The results will be full of good organizations using their websites to counter myths about their core issues. You’ll see each myth in big, bold letters. They will be succinct, straightforward, and pack a punch. Then, you’ll find a few sentences in regular text describing why that myth is false.
It’s rational to want to correct misinformation and sound strategy to establish the fact base around your issue or cause. But a lot of the ways we try to do it either don’t work or actually backfire.
Research shows that framing information as myth vs fact can reinforce the myth itself. Sharing myths on your website, in a newsletter, op-ed, or on social media makes it easier for people to believe the false claim and increases the likelihood that the myth will feel true when encountered again later.
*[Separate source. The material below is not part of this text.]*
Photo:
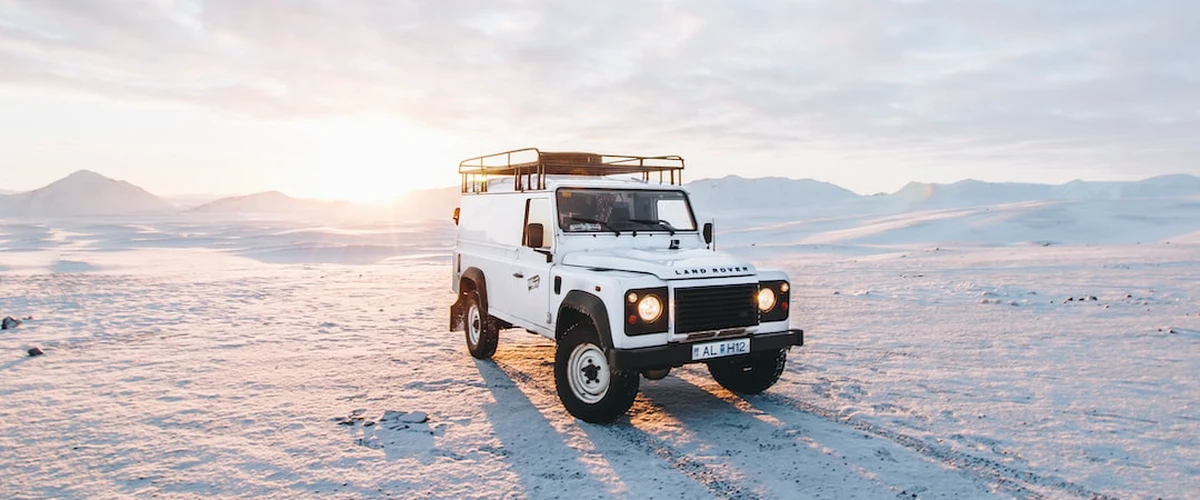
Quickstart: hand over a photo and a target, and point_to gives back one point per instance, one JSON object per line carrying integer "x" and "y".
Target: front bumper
{"x": 673, "y": 355}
How Warnings about False Claims Become Recommendations found that while people could initially distinguish between true and false health-related statements, after a few days, they were more likely to believe any statement they had seen, regardless of its original presentation as true or false.
The study, “Myths and facts” campaigns are at best ineffective and may increase mental illness stigma, tested a social media myth vs fact campaign. As the study title makes clear, they found the campaign to be, at best, unhelpful and, at worst, counterproductive toward decreasing the stigma associated with mental health.
Why does this happen? Cognitive science suggests people will be more likely to believe a claim if they have seen it before. Even if they initially thought it was false. Even if it goes against their own beliefs.
This is familiarity bias, and it happens no matter how deeply you think about the claim or how smart you are. We’re just not very good at remembering where our familiarity comes from, especially as time goes on.